Being a believer and not a knower, I would often postulate on these Friday nights and Saturday afternoons that God created the world and then took a walk. That he had no need or reason to be a part of our everyday lives because he endowed us with his greatest gift, our mind. I was a Deist in my heart in so far that belief in reason and observation of the natural world are sufficient to determine the existence of a creator, accompanied with the rejection of revelation and authority as a source of religious knowledge. But I needed faith for a personal relationship with God.

Conversation with fellow Jews was a joy, in that I was not shot down for my beliefs and that even though disagreement was the intercourse of our peeling back the apple of knowledge, we were all Jews and dissimilarity in consideration of the God problem was an exercise of the minds that he gave us.

I ran into Halakha; Jewish law that many do not question. A more literal translation might be the path that one walks. At the heart of halakhah is the unchangeable 613 mitzvot. These are positive and negative commandants and duties that Orthodox Jews observe devoutly whether or not one understands them. Many of these 613 mitzvot nonetheless cannot be observed at this time for various reasons. For example, a large portion of the laws relate to sacrifices and offerings, which can only be made in the Temple, and the Temple does not exist today. Some of the laws relate to the theocracy of Israel, its government, and its system of laws, and cannot be observed because the religious state does not exist (Israel’s government is largely secular). In addition, some laws do not apply to all people or places. Most agricultural laws only apply within the Land of Israel, and certain laws only apply to the Priestly caste or those descended from Jacob's son Levi or the Levites.

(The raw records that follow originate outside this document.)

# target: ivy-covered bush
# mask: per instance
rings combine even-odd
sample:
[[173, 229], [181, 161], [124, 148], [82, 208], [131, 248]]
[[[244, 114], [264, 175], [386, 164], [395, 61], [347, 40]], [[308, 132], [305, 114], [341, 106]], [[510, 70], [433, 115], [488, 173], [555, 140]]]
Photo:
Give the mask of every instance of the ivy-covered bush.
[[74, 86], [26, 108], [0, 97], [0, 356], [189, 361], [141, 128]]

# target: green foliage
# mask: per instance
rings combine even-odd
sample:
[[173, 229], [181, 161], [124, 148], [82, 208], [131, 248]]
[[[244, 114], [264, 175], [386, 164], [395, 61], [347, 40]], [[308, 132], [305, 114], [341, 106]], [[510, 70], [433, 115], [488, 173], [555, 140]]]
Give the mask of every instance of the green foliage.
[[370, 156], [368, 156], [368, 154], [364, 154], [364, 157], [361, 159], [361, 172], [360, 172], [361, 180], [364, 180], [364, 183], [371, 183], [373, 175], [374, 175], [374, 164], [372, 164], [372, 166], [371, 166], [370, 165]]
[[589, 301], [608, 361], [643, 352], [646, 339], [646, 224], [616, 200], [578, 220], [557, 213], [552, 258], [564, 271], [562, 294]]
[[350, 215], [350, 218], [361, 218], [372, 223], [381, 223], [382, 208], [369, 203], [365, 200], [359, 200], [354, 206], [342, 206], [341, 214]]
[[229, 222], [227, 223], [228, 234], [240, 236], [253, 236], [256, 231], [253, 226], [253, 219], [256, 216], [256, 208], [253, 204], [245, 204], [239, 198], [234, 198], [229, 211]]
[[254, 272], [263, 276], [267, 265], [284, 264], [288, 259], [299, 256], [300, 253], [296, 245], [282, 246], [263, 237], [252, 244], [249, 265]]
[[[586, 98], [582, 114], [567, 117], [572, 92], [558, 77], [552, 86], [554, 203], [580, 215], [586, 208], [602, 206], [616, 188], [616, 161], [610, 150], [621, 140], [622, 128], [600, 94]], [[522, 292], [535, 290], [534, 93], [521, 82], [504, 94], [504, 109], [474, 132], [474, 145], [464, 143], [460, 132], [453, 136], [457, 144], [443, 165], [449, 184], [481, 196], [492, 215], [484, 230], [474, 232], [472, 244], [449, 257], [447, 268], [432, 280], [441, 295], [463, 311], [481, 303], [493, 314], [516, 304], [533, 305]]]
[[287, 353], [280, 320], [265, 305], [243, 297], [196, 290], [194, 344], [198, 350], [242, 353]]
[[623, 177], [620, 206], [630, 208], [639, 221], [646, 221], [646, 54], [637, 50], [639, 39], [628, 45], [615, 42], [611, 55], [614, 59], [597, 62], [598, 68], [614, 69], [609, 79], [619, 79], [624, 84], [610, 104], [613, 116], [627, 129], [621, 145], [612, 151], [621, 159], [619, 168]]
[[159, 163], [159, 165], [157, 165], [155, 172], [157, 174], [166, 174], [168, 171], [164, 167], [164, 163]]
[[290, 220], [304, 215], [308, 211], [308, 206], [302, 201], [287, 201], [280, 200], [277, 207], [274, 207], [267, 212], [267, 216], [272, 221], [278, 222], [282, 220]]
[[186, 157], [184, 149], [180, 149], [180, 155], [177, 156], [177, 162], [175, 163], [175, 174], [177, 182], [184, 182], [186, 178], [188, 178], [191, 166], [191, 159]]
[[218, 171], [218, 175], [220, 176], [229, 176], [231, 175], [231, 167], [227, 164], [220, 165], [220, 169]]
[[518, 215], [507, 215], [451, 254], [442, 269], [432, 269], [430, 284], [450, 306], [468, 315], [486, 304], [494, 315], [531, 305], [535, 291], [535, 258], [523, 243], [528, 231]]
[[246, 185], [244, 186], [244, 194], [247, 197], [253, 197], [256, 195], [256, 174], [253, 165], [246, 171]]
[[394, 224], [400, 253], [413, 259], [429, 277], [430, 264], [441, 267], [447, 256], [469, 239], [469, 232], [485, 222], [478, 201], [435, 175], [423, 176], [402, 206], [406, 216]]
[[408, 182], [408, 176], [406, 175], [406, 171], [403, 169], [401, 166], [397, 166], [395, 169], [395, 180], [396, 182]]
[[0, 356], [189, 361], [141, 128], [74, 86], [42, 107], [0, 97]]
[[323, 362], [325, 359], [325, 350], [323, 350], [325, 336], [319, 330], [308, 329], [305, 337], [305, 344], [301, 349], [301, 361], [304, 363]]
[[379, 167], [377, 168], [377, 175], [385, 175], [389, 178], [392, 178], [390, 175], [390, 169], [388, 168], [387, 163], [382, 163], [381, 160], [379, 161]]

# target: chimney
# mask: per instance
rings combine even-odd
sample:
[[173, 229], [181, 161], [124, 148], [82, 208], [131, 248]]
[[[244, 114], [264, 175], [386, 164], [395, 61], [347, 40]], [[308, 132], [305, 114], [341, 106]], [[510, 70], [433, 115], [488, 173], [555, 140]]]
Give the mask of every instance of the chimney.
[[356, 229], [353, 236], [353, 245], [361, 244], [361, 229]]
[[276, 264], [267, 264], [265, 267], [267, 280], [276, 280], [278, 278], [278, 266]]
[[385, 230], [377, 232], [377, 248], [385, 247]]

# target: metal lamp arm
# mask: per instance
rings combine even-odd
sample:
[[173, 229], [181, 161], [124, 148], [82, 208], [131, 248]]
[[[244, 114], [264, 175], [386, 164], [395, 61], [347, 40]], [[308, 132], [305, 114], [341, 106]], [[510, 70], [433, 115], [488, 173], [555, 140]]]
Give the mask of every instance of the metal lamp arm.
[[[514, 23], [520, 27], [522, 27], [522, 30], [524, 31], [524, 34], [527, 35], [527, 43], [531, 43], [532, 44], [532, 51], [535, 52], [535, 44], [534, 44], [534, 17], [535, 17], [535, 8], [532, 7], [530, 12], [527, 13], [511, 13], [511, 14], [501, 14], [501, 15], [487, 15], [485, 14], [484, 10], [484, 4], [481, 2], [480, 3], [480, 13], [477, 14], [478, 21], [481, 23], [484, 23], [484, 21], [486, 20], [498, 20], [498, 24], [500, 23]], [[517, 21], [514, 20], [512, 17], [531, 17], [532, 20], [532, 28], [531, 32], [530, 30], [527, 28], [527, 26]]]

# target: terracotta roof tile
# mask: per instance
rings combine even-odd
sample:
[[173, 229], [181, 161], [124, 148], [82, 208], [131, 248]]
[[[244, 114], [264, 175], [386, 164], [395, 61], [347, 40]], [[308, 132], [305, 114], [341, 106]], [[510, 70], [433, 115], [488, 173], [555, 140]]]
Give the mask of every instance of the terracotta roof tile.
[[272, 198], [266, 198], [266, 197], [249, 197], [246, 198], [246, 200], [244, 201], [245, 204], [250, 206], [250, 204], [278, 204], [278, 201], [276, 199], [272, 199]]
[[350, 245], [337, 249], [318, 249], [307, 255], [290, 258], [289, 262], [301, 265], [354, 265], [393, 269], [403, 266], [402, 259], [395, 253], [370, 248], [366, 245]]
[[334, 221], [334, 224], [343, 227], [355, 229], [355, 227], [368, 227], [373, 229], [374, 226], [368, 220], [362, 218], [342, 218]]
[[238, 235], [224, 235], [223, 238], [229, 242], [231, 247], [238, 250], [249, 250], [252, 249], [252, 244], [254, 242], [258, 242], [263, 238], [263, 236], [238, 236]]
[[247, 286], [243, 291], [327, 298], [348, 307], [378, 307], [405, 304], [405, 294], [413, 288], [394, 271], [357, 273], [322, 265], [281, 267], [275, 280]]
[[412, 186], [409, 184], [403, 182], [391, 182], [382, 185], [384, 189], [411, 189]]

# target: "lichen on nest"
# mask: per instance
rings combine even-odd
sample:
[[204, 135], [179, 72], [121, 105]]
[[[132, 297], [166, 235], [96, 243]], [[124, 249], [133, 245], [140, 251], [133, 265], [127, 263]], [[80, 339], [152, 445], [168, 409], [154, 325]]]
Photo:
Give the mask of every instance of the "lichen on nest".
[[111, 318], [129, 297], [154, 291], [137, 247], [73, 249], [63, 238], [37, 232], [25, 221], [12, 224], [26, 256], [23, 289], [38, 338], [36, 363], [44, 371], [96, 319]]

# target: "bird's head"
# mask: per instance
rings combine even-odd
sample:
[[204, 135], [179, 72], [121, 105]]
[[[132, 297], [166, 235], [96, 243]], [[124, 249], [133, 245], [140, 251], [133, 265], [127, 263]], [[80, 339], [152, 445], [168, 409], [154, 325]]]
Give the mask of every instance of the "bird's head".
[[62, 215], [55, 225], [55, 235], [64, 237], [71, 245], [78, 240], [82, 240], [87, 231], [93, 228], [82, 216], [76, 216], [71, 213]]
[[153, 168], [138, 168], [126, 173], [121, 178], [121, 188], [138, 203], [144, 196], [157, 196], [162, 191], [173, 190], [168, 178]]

I was troubled by this very Jewish conception of religion. My belief in God means to me that He would not ask anything of me that I do not understand. What is the point of our minds if we are to simply hand them over to rabbis and other authorities to interpret God for us; or to simply not use them at all? For me, it was religion getting in the way, effectually blocking a true father and child relationship. How could I accept anything that I could not at least attempt to understand? I was told that part of God’s contract with my people was that we would do anything asked of us, understood or not. I could not accept this. And yet, for the most part, while I received virulent argumentation on the point, we would part as brothers under the same skin. Until one recent Sabbath afternoon.

I was invited into a house where I had supped and discussed the God problem many times; always with vigor, but never with mean spiritedness or lack of respect from either side. On this day, the men and women at the table were discussing the nature and essence of creation and I was having a great time trying to make and understand fine points that I would usually only find among libertarians or atheists. There were also two seventeen year old boys at the table, not engaging but listening delightedly at the grownups search for answers.

I asked my host if it mattered if the universe existed before God created the Earth. I was met with a response that can only be described as scary as the supposed fear the Israelite’s had at the sound of God’s voice on the foot of Mount Sinai. I was told that the rabbis had closed the book on this question and there was never, ever, any point to it being asked. In addition I was condemned for exposing young seventeen year old ears to what amounted to blasphemy. My host, who for many Sabbath’s had parried my impertinent questions quite well, now was shouting me down. The best I could do was apologize for not realizing that this particular point was not allowed in his house, and crawl into my deist hole.

I have taken Sabbath meals with him since, and tonight he informed me that he was only trying to protect the ears of his teenage sons who are in their formative years, and should not be exposed to such challenges. I thought God was the greatest of our challenges, and politely informed him that since my perspective was so different from his, it would be a good idea for me to recuse myself from future such discussions.

There are lots of other of my fellow Jews to cross swords with, and I will. But I will miss the scholastic adventures at this table. You can imagine my disappointment.